There is normally a point, when we know, that the album is finished. It comes quite naturally and with the other bands and projects, that is actually a lot of organizing and planning. There is the desire to play, and it’s very important, that everybody can put his ideas in other projects as well, and doesn’t have to realize everything inside The Notwist…. but it’s really a lot of emailing and organizing to get all the projects together.
What about The Notwist today? Perhaps you are writing new music and can tell us what you have in mind.
We started to write new music, that we want to record next year the latest. We also worked on music for a documentary-film, and will compose more for a theatre-play here in Munich and a TV-series. Then we will curate a festival, called “Alien Disko”, here in Munich in December, where we will play and invite lots of bands, we love…. for example the Tenniscoats from Tokyo, Japan, Jam Money from London, and the Sun Ra Arkestra!
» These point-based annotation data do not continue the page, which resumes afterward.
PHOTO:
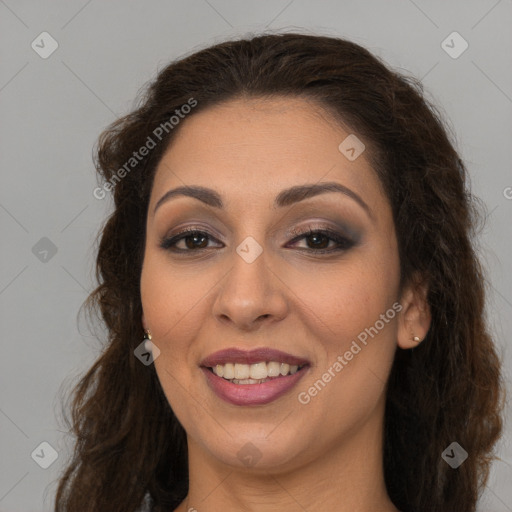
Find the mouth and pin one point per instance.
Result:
(253, 377)
(256, 373)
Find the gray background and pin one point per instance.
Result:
(53, 109)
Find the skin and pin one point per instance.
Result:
(304, 303)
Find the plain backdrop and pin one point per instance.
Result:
(53, 107)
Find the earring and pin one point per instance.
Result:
(147, 340)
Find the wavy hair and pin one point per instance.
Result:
(130, 449)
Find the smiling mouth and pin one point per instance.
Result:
(257, 373)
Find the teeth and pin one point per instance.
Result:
(242, 371)
(259, 371)
(273, 369)
(253, 373)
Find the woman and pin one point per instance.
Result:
(293, 232)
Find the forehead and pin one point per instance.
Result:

I am curious about your approach about realizing a soundtrack. You watch the movie to take an inspiration or you adapt sketches you had to the script. Alternatively, maybe something in between. Already in 2009, you have produced “Music For Storm”.
For the work with the director Hans Christian Schmid, we already get the script before the movie was filmed, so we started thinking about the musical direction. Then we get the filmed material and arranged/composed it together with the cut. Normally we compose a lot, and it gets less and less, until the main themes and variations become the main part of the soundtrack.
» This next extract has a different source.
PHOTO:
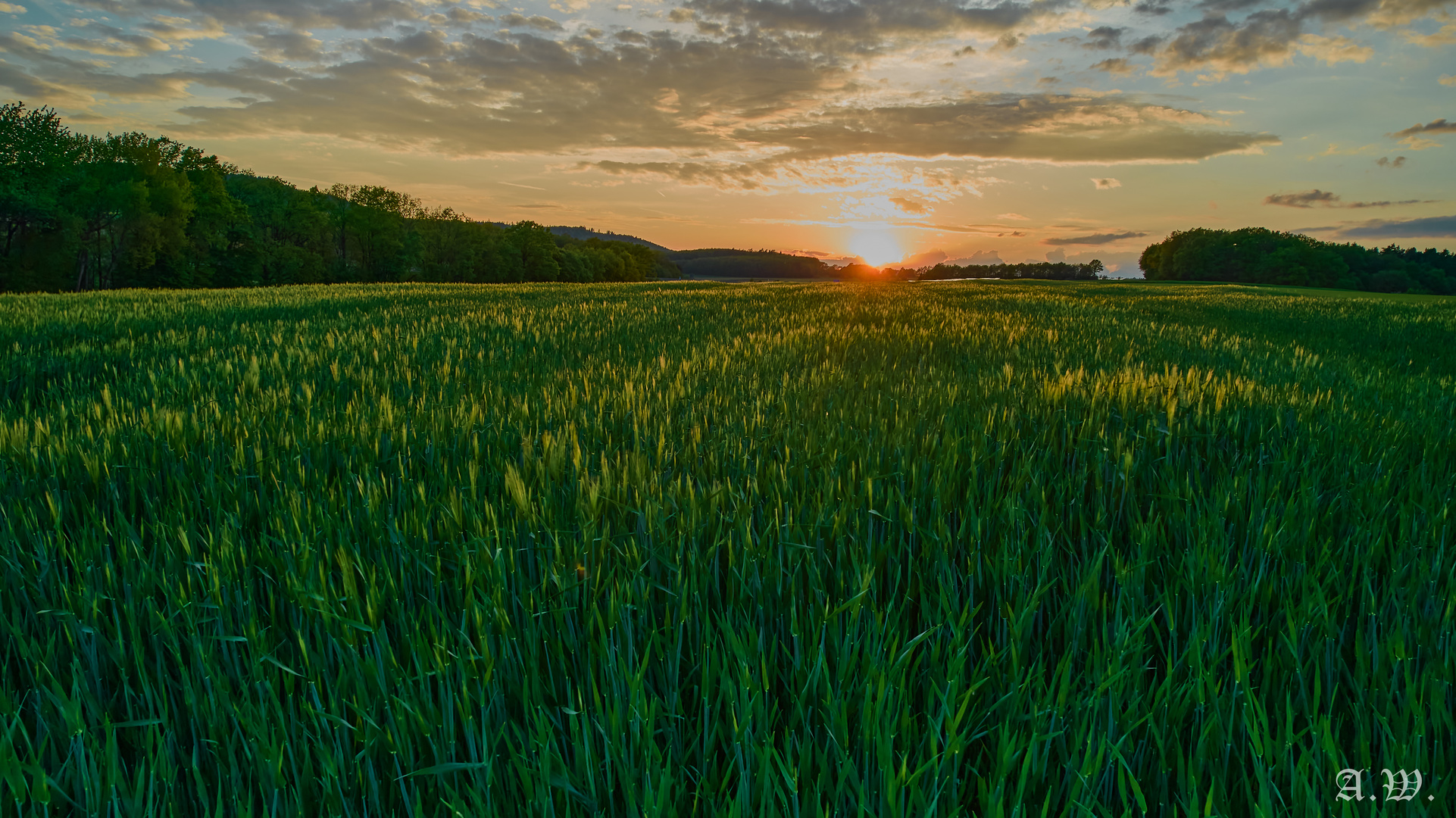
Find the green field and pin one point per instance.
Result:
(702, 549)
What is your relationship with technology? For the album “Close To The Glass” you looked back, using old modular synthesizers for a very fascinating result.
We try not to make the technology the theme of our music. There is some old modular synthesizers on this record, but also computer and samples and many played instruments. For me personally, it is not important, what you use or how you record…it just has to transport the music and the ideas. A four-track is sometimes even better than the best studio.
Can you give us a handful of titles of your tracks that you believe have been crucial to the history of the band?
“Gloomy Planets” is a song I still like a lot, as it says something direct in a very abstract way…that is something I like a lot. The song “12” from the album of the same name was also an important song for us, as we experimented with improvisation and sounds for the first time on a record. In addition, the song “Consequence“, of course. Many people always wait for this song.
Do you listen with pleasure to contemporary music? Which are the bands that recently hit you the most.
Oh, yes, there is so much great new music! I love the band Dawn Of Midi, a piano-trio that plays music that sounds more like an abstract electronic-musician. In addition, Nisennenmondai, a Japanese trio that does something similar with guitar, bass and drums. I really like the new Deerhoof LP…as always… and I really really enjoy a lot of new indie-post-punk-new-wave-whatever-bands like Joanna Gruesome, The Goon Sax, Shopping, Parquet Courts… and the new record “Ears” by Kaitlyn Aurelia Smith is mesmerizing…and “Sisters” by our friend Odd Nosdam is a masterpiece.
What would you like to be more present in music today? Maybe from the point of view of the sound or even around the music industry.
There is nothing missing for me, actually, musically. Sadly, the worse the times are politically, the more essential the music gets…and that seems to be true again now. I think, art cannot change the world, but it can be a vehicle for ideas and create questioning, open minded, uncompromising, demanding and free culture. That is something that always has been in the way of conservative, nationalistic, reactionary forces wherever.